Lily is the true child of her age and world,  but I don’t find her disagreeable or repulsive. Of course – you may say she’s nothing more than a shallow, fashion-loving, empty-headed, manipulative, money-grabbing little bitch, but I still feel compassion for her because she has some incomprehensible, deep emotions hidden in her soul, and she longs for a life with more meaning to it – only she’s not strong enough to change her habits and really strive for this „more real” life. As she admits at one point towards the end of the novel, all her girlhood she was taught to desire what’s beautiful and elegant, she was taught not to accept less than this, and all she was trained for was to be beautiful and fill the role of a nice ornament in a room. Lily would have been perfect in this role (though she would probably have felt that something had been missing from her life), but I’ve got a feeling that it was not an accident that she postponed marriage until it turned out to be too late – I feel that her money-grabbing attitude arising from her all-encompassing desire to live a life of luxury was never enough motivation for her to accept any of her rich and shallow suitors, because deep down she wished for a „real”, meaningful marriage based on equality, only she could never admit this and could never do anything to make this wish come true. The only time she allowed herself to entertain such ideas was during her greatest emotional turbulences – and she always made sure to calm herself down quickly.

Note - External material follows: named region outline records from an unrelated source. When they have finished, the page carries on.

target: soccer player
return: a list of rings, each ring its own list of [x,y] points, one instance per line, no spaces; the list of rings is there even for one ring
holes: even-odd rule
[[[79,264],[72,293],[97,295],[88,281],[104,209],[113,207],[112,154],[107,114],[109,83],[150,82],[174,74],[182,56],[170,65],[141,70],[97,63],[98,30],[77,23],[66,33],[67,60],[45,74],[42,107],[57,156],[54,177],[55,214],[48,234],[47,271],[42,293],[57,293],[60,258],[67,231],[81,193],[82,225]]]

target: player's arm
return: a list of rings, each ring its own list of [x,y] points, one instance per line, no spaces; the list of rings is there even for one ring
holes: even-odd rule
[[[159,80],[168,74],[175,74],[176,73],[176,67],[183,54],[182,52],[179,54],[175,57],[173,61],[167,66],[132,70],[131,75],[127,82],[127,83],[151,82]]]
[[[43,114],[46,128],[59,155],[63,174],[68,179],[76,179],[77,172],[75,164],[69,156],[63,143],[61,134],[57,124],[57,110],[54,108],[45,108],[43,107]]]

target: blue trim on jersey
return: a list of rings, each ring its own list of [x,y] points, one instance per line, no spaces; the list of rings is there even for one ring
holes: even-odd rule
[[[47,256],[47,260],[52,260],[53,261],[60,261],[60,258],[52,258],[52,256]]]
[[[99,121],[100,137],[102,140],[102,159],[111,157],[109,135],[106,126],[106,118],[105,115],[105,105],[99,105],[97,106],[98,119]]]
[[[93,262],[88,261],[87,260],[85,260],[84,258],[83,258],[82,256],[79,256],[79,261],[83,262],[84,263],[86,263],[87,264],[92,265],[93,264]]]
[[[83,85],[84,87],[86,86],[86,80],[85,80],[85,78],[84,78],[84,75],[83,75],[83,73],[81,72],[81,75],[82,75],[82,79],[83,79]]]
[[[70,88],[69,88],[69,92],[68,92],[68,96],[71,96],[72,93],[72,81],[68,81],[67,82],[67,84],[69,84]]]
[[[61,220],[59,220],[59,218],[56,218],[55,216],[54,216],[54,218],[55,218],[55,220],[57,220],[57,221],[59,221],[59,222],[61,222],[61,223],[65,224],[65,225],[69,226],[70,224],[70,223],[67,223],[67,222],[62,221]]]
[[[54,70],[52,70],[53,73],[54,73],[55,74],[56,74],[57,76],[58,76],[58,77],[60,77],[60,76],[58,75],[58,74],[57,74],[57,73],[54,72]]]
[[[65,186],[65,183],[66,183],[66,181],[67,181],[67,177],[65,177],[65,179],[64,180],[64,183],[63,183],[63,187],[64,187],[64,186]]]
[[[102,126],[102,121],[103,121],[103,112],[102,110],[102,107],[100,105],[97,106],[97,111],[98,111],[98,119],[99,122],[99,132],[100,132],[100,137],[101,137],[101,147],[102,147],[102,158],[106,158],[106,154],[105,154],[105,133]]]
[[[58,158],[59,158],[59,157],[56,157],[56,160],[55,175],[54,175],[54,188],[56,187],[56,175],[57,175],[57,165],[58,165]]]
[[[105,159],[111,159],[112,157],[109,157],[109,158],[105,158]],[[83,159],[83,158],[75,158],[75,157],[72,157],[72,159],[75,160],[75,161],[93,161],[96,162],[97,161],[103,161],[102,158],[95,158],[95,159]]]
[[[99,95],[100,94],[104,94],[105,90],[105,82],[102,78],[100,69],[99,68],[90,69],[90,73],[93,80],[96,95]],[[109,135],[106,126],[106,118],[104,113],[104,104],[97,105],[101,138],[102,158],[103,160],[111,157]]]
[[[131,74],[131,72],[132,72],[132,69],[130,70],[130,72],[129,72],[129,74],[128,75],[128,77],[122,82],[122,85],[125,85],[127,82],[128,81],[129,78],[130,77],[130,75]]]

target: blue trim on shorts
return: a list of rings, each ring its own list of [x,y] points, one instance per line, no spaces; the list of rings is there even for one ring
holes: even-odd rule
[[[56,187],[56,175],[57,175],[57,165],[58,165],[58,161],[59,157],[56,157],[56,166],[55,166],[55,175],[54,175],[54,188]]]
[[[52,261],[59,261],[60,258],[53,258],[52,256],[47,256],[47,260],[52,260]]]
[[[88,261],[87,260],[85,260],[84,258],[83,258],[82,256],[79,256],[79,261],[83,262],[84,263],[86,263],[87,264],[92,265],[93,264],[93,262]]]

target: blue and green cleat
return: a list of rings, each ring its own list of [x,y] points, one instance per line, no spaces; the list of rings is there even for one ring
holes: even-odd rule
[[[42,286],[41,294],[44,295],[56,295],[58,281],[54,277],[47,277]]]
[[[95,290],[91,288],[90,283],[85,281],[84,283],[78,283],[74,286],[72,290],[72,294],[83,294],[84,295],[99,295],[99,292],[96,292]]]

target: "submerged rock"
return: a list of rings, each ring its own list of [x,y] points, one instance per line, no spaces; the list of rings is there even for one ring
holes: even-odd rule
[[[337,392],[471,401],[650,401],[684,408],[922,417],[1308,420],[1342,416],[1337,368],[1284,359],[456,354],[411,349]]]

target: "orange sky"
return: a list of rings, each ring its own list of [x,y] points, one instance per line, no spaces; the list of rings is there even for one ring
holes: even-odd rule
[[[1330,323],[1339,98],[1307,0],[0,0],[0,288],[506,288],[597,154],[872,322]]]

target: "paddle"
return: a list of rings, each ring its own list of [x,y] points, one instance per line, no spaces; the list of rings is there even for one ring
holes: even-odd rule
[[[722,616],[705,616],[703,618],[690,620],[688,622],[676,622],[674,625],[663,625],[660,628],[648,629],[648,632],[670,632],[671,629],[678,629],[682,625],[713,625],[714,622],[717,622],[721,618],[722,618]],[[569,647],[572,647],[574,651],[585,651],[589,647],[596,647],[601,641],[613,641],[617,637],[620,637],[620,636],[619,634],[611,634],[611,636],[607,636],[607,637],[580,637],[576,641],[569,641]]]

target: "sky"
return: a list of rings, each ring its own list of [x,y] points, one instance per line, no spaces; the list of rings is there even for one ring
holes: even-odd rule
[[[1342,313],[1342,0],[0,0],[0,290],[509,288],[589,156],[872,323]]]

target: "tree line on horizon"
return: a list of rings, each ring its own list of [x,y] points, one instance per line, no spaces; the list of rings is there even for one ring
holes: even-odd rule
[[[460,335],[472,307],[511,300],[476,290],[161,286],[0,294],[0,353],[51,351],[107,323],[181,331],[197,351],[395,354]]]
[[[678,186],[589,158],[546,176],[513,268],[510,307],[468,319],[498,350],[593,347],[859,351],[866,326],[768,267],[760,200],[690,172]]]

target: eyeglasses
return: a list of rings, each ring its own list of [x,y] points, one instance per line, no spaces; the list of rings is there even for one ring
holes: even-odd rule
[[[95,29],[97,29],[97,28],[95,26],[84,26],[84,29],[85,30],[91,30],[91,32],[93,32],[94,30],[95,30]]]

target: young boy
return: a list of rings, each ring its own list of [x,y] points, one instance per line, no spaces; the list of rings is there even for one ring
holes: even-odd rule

Edith Wharton for me is like Theodore Dreiser and F. Scott Fitzgerald rolled into one. She writes about the unshakable conventions of society, the defenselessness of those with no money (against others, and against their own upbringing and desires), and the immense difficulty or even impossibility to change one’s circumstances, and she writes in such a realistic and cruelly honest way as Dreiser does in An American Tragedy or Frank Norris in McTeague. But at the same time she writes with such beauty, compassion and sensitivity about her characters’ suppressed emotions, vague attempts to change and indefinite hopes that when I’m reading her books I almost feel as if I was reading Fitzgerald’s Tender is the Night.

And whenever I read her novels, I’m furious and very sad at the same time, and I pity everyone she writes about, even those who don’t seem to deserve any pity at all.